December 28, 2012 in City

CdA Tribe elder kept stories alive

SiJohn, 67, helped guard tribal heritage, customs
By The Spokesman-Review
 
File photo

Coeur d’Alene Tribe elder Clifford SiJohn died Monday.
(Full-size photo)

Clifford J. SiJohn, a Coeur d’Alene Tribe elder active in preserving the tribe’s customs and cultural heritage, died Christmas Eve in Coeur d’Alene. He was 67.

His Funeral Mass will be at 10 a.m. today at the Rose Creek Longhouse in Worley, Idaho, and he will buried at the DeSmet Mission Cemetery.

SiJohn was a Vietnam War veteran, police detective and cultural awareness director for the tribe. He also was emcee for the horse parade at Julyamsh, the annual powwow hosted by the Coeur d’Alene Tribe in Post Falls.

“We are proud of Cliff.

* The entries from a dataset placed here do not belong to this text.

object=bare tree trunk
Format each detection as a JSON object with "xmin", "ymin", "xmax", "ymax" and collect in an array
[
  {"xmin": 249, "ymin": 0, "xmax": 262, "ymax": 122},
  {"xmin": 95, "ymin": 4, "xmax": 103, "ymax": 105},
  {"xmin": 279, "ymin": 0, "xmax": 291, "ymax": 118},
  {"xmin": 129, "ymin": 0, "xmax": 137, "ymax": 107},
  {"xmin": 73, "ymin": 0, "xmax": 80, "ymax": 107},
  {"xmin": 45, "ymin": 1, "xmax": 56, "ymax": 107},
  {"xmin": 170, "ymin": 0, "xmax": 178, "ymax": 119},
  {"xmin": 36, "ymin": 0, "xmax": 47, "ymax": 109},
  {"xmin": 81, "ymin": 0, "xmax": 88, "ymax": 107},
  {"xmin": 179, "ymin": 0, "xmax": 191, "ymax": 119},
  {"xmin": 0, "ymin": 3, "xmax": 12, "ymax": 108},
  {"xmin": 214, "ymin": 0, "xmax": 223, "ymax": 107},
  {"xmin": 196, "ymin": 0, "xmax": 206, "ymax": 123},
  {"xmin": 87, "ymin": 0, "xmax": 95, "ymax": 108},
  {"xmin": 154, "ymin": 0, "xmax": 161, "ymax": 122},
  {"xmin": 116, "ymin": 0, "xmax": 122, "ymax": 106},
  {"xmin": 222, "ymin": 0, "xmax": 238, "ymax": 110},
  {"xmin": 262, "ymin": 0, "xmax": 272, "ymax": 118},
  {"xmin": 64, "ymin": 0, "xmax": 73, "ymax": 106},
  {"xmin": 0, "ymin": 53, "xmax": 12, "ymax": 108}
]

He was a great asset to the Coeur d’Alene Tribe, our casino resort and the Northwest,” said Chief Allan, chairman of the tribe, based in Plummer, Idaho.

“From Julyamsh to creating partnerships with local arts and culture organizations to his efforts to infuse the Coeur d’Alene culture into the casino resort, we are proud of his accomplishments and thankful for his efforts to preserve and share the story of our tribal culture with the world,” Allan said.

SiJohn frequently shared his knowledge of the tribe’s heritage and spiritual traditions at significant cultural events. Last April he spoke at an event treating Iraq and Afghanistan veterans to a free day of golf at the Circling Raven Golf Club. “You are truly all warriors of our heart,” he told them.

In October 2011, he offered a prayer at the release of a golden eagle rehabilitated following an injury. “He will see things with his eyes that we will never see,” SiJohn said.

At Julyamsh, he introduced the opening horse parade with a retelling of the U.S. Army’s slaughter of more than 800 horses belonging to American Indians on the banks of the Spokane River in September 1858. SiJohn, whose ancestors fought and died in the Steptoe Battle of 1858 near Rosalia, Wash., would speak about the sacrifices of tribal ancestors.

“He worked hard to keep the traditions alive,” said Quanah Matheson, the tribe’s culture director. “He was one of our last storytellers.”

SiJohn was born May 24, 1945, in Spokane, attended grade school in Tekoa, Wash., and graduated from high school in Wellpinit, Wash., in 1963.

He served in the Army during the Vietnam War and was discharged in 1967 as a specialist fourth class. SiJohn worked nine years for the Tacoma Police Department, leaving as a detective. He then worked for Bureau of Indian Affairs on the Spokane Indian Reservation at Wellpinit.

In 1985 he returned to Plummer and worked in Coeur d’Alene tribal government for six years.

In 1991, he went to work for the Coeur d’Alene Casino at Worley, first in security and later as cultural awareness director.

SiJohn is survived by his wife, Lori, of Plummer, Idaho; four children, two stepchildren, 18 grandchildren and seven great-grandchildren. He previously was married to Meritia Ford and Wanda Thum.

He was a member of Sacred Heart Catholic Church, the Warrior’s Society, American Legion and Veterans of Foreign Wars.